能力向上を図りたいパフォーマンスと同じ、もしくは似た運動でトレーニングを行いましょう。
まとめ
- 筋パワーとは、最大筋力ではなく、筋力と速度が重要
- 筋パワーは日常生活やパフォーマンスと関係が大きく、加齢により筋力よりも低下しやすい
- パワートレーニングは筋力トレーニングよりも身体機能の向上に有効である可能性
- パワートレーニングは軽~中等度の強度、求心性運動は高速で運動
- パワートレーニングの内容は特異性の原則に基づき選択する
参考資料
- Stephen P. Sayers, et al. High-speed power training in older adults: A shift of the external resistance at which peak power is produced. J Strength Cond Res. 2015.
- David G Behm, et al. Effectiveness of Traditional Strength vs. Power Training on Muscle Strength, Power and Speed with Youth: A Systematic Review and Meta-Analysis. Front Physiol. 2017.

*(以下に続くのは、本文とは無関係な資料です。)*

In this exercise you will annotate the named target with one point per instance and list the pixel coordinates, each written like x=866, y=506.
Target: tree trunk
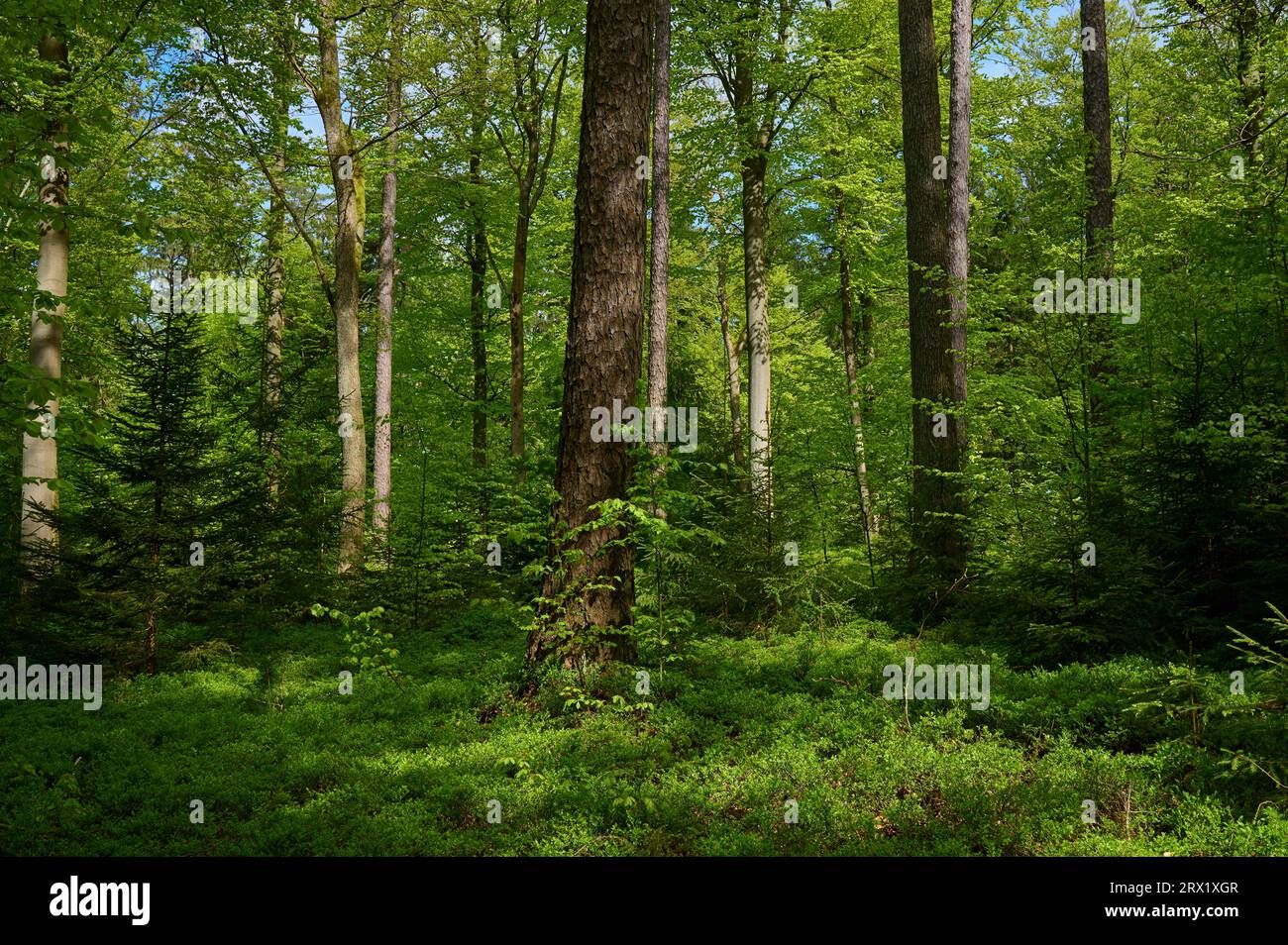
x=732, y=358
x=590, y=587
x=516, y=279
x=381, y=467
x=958, y=207
x=347, y=175
x=274, y=329
x=478, y=274
x=658, y=283
x=1095, y=121
x=851, y=376
x=755, y=273
x=936, y=460
x=40, y=452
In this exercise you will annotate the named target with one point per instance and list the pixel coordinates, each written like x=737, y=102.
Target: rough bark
x=1095, y=121
x=477, y=253
x=347, y=176
x=851, y=383
x=381, y=468
x=733, y=352
x=591, y=575
x=755, y=224
x=529, y=95
x=40, y=452
x=938, y=542
x=958, y=204
x=661, y=218
x=273, y=330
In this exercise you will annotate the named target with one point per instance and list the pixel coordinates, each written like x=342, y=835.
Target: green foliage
x=370, y=648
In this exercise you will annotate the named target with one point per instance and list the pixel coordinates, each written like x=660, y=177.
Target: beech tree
x=938, y=396
x=40, y=450
x=590, y=583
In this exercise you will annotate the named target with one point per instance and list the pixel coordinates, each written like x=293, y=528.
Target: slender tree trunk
x=591, y=576
x=958, y=209
x=756, y=279
x=734, y=368
x=531, y=179
x=1099, y=233
x=478, y=274
x=381, y=471
x=347, y=175
x=936, y=460
x=516, y=286
x=274, y=329
x=658, y=283
x=851, y=376
x=755, y=227
x=40, y=452
x=1095, y=121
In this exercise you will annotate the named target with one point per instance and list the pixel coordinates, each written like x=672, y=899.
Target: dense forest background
x=308, y=309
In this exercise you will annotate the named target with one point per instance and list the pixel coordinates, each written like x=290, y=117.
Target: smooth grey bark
x=661, y=258
x=381, y=464
x=40, y=452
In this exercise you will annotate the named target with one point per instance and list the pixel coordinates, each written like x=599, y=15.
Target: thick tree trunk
x=1095, y=121
x=347, y=175
x=938, y=540
x=40, y=452
x=851, y=376
x=658, y=283
x=734, y=366
x=381, y=465
x=590, y=584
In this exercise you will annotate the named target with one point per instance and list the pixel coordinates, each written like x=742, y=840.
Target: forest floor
x=283, y=764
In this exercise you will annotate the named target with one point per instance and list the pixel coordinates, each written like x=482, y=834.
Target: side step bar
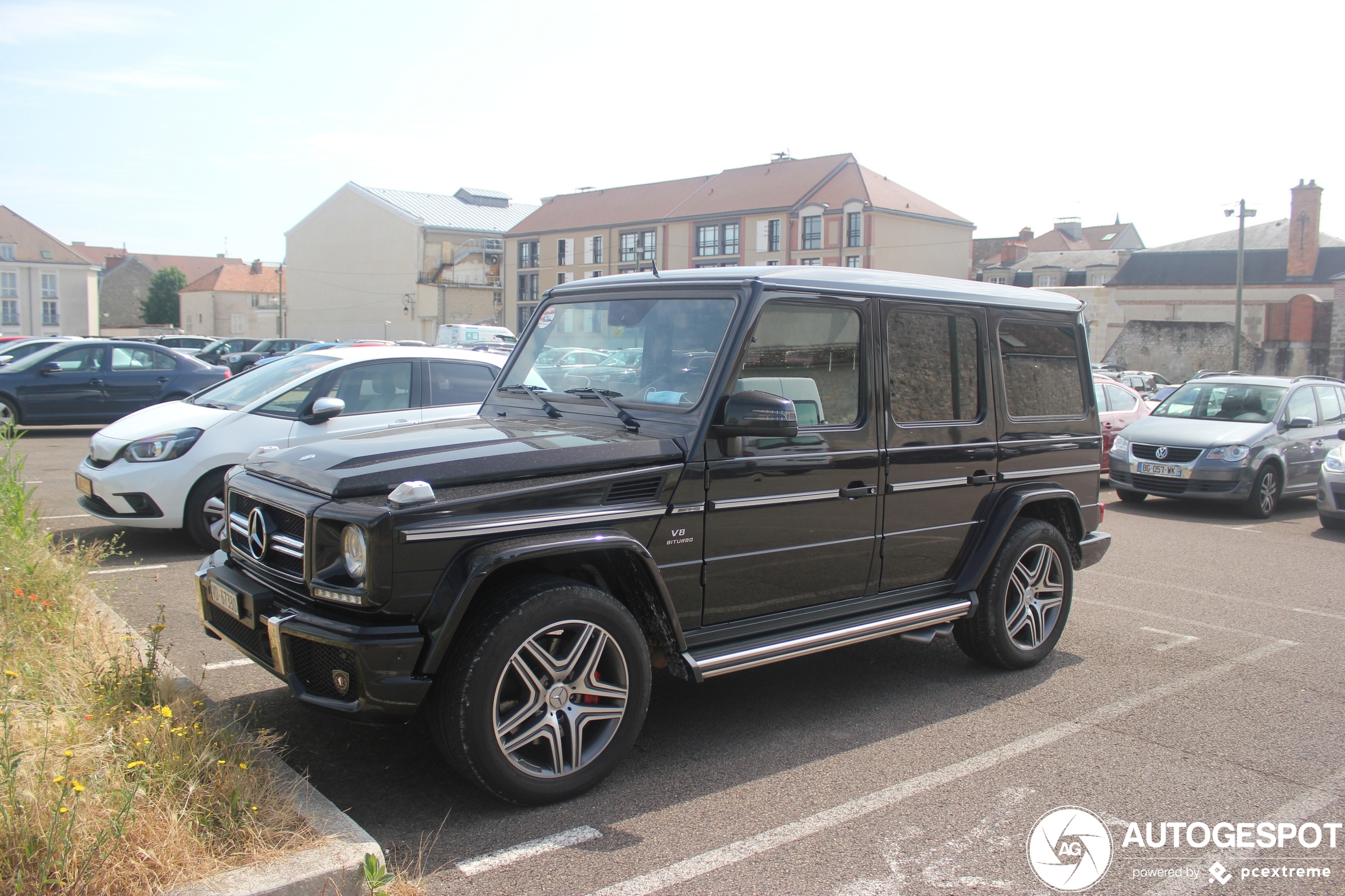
x=928, y=617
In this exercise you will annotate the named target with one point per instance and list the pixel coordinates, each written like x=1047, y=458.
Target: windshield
x=1223, y=402
x=245, y=388
x=677, y=339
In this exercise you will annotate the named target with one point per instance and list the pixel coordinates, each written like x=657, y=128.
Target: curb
x=333, y=868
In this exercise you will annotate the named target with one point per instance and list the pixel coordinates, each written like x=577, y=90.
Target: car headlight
x=165, y=446
x=1229, y=453
x=353, y=551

- Kieran F Reid, et al. Skeletal muscle power: a critical determinant of physical functioning in older adults. Exerc Sport Sci Rev. 2012.
- Bret H Goodpaster, et al. The loss of skeletal muscle strength, mass, and quality in older adults: the health, aging and body composition study. J Gerontol A Biol Sci Med Sci. 2006.
- Anoop T Balachandran, et al. Comparison of Power Training vs Traditional Strength Training on Physical Function in Older Adults: A Systematic Review and Meta-analysis. JAMA Netw Open. 2022.
- Mohamed El Hadouchi, et al. Effectiveness of power training compared to strength training in older adults: a systematic review and meta-analysis. Eur Rev Aging Phys Act. 2022.
- Kraemer WJ, et al. American College of Sports Medicine position stand. Progression models in resistance training for healthy adults. Med Sci Sports Exerc. 2002.